Montefiore Medical Center, Bronx, NY, USA.
To review our experience with dialysis access in patients with systemic lupus erythematosus (SLE) and chronic kidney disease (CKD) or end stage renal disease (ESRD) who required hemodialysis.
We performed a retrospective review of our prospectively collected institutional database for consecutive patients with SLE who underwent arteriovenous fistula(AVF) creation or arteriovenous graft (AVG) placement from 2009 through 2015. Only the initial index procedure was considered for review. Procedure and conduit choice was determined by surgeon preference and anatomic suitability. Primary endpoint was functional patency of the access which was defined as 3 successful dialysis cannulations.
Fifty-three patients with SLE and CKD or ESRD underwent access surgery and required hemodialysis. Mean age was 44.9 years and 45 (84.9%) were female. Thirty-eight (72.8%) patients had autologous access and 15 (27.2%) had AVG as their index procedure. Thirty-one (81.6%) of the autologous accesses were radiocephalic or brachiocephalic fistulae and 7 (18.4%) were basilic vein transpositions. Of the 13 AVG, 10 (76.9%) were performed with ePTFE and 3 (23.1%) with biologic conduits including bovine carotid and bovine mesenteric vein. In 41 patients (77.8%), the AVF or AVG was the initial access and 12 (22.2%) had prior dialysis access surgery outside of the study period. Forty-two (79.3%) patients initiated hemodialysis with a temporary or tunneled dialysis catheter. Three patients (5.6%) had prior peritoneal dialysis. Thirty-eight (71.7%) patients were on chronic corticosteroids at the time of index access procedure. Of the 38 AVF, 23 (60.5%) achieved functional patency with or without secondary intervention. Twelve of the thirteen (92.3%) grafts including all three biologic grafts were successfully used for hemodialysis. Seventeen (32.1%) of the overall patients went on to renal transplantation.

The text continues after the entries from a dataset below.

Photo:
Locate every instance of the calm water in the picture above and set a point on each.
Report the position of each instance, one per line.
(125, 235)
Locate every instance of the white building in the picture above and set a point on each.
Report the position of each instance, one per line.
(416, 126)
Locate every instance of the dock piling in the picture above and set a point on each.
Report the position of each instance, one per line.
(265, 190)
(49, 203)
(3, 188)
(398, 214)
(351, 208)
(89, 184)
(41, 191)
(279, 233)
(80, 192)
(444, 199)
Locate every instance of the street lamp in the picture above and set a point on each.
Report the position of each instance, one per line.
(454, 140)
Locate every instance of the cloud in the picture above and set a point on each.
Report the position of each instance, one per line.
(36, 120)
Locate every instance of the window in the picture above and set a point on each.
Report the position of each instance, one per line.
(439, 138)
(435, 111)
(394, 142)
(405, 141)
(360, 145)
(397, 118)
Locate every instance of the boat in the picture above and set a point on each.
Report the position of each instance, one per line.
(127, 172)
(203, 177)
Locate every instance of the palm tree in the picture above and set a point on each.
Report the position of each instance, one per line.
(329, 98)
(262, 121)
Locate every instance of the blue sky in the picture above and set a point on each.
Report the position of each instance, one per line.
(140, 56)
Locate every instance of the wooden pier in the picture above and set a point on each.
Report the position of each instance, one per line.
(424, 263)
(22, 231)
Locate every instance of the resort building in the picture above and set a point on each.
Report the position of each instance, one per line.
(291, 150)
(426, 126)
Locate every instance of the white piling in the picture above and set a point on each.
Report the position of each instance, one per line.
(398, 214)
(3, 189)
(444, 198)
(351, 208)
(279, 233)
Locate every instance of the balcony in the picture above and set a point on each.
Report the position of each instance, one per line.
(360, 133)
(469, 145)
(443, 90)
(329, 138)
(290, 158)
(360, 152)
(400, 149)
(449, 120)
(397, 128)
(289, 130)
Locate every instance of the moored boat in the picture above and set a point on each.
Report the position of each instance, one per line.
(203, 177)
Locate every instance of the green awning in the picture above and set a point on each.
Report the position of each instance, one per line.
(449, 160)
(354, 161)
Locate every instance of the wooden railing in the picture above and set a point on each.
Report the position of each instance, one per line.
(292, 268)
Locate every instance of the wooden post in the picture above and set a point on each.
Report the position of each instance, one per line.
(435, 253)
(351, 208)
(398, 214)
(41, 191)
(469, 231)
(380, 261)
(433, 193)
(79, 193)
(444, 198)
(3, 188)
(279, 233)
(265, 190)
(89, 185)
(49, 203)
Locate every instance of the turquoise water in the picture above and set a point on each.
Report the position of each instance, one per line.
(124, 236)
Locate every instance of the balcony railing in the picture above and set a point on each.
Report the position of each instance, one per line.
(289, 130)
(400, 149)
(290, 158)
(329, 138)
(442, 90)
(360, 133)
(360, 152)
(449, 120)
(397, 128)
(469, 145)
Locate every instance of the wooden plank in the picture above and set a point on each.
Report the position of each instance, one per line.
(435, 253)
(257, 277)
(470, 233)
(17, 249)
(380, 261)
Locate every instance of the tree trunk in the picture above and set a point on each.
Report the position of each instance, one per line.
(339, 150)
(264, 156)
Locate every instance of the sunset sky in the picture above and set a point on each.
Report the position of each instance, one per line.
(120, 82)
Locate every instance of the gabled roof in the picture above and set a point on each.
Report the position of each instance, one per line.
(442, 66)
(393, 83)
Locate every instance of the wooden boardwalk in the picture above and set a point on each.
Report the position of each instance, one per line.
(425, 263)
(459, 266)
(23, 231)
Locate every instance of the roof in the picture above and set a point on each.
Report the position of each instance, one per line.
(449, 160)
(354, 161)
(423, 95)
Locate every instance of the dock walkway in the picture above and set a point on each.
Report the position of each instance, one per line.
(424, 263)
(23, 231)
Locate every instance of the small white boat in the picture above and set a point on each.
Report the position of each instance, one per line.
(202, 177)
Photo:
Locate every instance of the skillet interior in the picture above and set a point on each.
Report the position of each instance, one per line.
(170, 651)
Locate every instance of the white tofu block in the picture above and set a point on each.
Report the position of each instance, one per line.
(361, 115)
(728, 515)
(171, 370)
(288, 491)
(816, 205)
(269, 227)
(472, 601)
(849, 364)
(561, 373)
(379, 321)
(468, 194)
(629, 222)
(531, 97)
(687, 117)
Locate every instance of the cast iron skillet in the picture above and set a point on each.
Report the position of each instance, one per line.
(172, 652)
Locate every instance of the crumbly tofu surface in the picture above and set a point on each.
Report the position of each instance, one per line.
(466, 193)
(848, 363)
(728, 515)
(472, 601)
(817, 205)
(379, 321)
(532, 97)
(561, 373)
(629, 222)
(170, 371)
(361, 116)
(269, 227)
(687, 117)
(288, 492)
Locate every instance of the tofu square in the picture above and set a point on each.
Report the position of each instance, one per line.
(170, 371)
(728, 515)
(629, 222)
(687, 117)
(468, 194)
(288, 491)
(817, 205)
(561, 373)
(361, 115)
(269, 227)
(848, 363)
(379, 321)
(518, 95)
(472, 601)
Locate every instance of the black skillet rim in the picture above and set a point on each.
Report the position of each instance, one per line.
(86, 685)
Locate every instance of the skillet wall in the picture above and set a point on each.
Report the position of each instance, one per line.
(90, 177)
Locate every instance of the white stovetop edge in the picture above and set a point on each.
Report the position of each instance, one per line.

SLE is a relatively rare cause of CKD or ESRD. Patients with ESRD secondary to lupus nephritis are typically younger, have longer life expectancy and longer duration of dialysis. These patients can present a unique challenge in access surgery due to their chronic corticosteroid use, smaller native conduit caliber and overall low maturation rate. Despite the challenges of long term access in this patient population there remains a relatively low transplantation rate.